2人に経口補水液を投与しつつ、生活空間の殺菌を行うことにした。使うのは柿渋だ。
柿渋の抗ウイルス能力は非常に高い。タンニンが理由だが、茶などのタンニンより柿渋のタンニンの方が効果が高い。ノロウイルスだろうがアデノウイルスだろうがヘルペスウイルスだろうが問答無用で効果が出る。
柿渋の効果は主にウイルスの細胞吸着を阻害するものらしい。らしいなのは研究が進んでいる最中で自分は死んでしまったためだ。しかし不活化できるのは確かだ。おまけに柿渋の抗ウイルス作用は作り置きしても殆ど失われない。
更に稲葉山周辺は美濃渋と呼ばれる渋柿の名産地である。清酒造りの清澄剤にも使えるので、そのうち米が余るようになればそちらに使ってもいいと考えている。
今回は手術用の余りで残っていた消毒用アルコールに混ぜて柿渋スプレー的なものを作った。いわゆる霧吹きなのでそこまで細かく噴霧できないが、針金から作ったバネも一応きちんと動くおかげでなんとかなった。
後家さんと息子さんの部屋と台所などをスプレー&拭き掃除で消毒した。二次感染の拡大を防ぐため柿渋入りの石鹸を渡して接触前と後に必ずこれで手を洗うことなどを徹底するよう周知。食事より経口補水液の摂取を優先するよう作り方も教えた。京ならば砂糖は高価だろうが手に入るだろう。
4日後、2人は峠を越えて体調が回復し始めた。三好から食料も届き始め、石清水八幡宮も大山崎経由でこちらに協力してくれたおかげである程度の規模を維持して炊き出しを続けられそうだ。
ちなみに大山崎の油座は斎藤の家が協力し石鹸という新しい製品を得たことで座の復活が始まっている。今回の協力はそれへの感謝の意味もあるそうだ。
種痘は用意した数では足りず急遽美濃から追加を頼んだ。商人・公家・一部の武家・そして京に住む子供・女性へ種痘は拡大し、その犠牲者は急激に減少しつつある。感染者への早期種痘で助かった人も出た。
もうすぐ種痘の第一回摂取から3年が経過するので、二度目の種痘のために増産を始めていなければ到底追いつかなかっただろう。
商家や一部裕福な人から一定の謝礼は受け取っているが、ここまでの規模だと紙の販売などで儲けた分を持ち出しで使っている。仕方ないことだ。人の出入りが多い都市は特に種痘を強化していかないと。
種痘を拒否された人もいた。二位殿の件があって、鷹司家には拒否された。そういうこともある。彼らに天然痘が襲いかかることが無いよう祈るしかない。
木曜日でひと段落になります。
明宗の出自は一部記録と推測から組み立ててます。
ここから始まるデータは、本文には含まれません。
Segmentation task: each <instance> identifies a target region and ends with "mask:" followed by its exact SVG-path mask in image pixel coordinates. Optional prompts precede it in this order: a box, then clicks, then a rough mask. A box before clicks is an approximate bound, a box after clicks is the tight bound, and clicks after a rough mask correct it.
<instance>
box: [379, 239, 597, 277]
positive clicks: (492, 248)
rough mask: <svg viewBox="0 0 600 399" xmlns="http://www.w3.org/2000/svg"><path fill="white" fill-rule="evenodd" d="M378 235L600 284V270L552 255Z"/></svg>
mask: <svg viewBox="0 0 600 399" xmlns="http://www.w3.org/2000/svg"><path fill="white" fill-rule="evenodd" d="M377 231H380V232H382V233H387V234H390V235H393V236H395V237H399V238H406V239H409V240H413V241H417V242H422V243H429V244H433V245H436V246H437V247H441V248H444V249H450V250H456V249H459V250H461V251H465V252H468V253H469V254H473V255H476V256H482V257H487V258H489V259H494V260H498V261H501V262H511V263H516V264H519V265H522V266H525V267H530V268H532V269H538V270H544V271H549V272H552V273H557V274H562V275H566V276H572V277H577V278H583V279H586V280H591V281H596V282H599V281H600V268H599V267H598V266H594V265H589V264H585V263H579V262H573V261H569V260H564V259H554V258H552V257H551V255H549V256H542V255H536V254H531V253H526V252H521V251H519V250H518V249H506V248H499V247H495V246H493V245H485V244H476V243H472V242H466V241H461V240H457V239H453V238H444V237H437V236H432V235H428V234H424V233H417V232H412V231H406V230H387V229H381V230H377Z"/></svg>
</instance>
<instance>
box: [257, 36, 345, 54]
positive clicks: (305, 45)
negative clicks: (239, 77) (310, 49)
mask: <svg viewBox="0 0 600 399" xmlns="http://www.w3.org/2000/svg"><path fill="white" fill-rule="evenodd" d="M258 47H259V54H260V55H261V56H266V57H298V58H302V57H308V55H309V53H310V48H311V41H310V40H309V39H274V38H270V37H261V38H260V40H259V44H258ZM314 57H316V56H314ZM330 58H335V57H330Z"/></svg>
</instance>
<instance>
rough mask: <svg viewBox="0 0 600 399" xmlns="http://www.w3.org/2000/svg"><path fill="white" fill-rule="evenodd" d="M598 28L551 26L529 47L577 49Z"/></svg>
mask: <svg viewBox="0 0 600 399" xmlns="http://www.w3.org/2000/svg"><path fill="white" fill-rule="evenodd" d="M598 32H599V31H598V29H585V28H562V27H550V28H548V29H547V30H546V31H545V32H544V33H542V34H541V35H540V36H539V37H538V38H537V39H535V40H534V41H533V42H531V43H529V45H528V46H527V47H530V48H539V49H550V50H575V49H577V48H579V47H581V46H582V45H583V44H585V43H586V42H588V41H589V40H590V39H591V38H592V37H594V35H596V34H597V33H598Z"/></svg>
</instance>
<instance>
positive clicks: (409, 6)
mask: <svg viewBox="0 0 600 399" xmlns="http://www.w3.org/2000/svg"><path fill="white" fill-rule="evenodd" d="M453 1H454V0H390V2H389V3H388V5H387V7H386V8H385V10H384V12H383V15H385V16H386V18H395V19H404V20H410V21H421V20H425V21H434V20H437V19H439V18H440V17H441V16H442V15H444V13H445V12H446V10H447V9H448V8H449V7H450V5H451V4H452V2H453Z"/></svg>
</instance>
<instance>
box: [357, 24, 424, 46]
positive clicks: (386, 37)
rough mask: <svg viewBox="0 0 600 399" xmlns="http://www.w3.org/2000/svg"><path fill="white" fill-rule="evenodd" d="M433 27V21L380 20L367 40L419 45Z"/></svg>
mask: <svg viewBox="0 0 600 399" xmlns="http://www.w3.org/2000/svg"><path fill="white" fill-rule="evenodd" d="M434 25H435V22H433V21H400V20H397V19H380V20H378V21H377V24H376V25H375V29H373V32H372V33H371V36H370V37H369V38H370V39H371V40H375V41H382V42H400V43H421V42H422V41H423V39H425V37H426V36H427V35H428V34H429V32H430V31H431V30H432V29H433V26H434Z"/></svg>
河野宣高が系図にいないので本作ではこうしました。
史実でも施餓鬼は行われていますが、色々絡み合って大規模になっております。
松永久秀については、近年の研究などからその人物像が180度違う説が出てきていますので、それを基に忠犬タイプにしてみました。
十河一存とか暗殺してない。将軍殺害にも関与してない。寺も焼いた指示は出してない。三好当主を裏切る気はない。
そんな松永久秀兄弟と斎藤道三一族は同郷説があります。京都関係では武家で一番作品で関わる人物になる予定です。
柿渋スプレーはノロウイルス予防にとても効果があると近年注目されています。平安以後美濃国内では揖斐渋・美濃渋が有名だったそうです。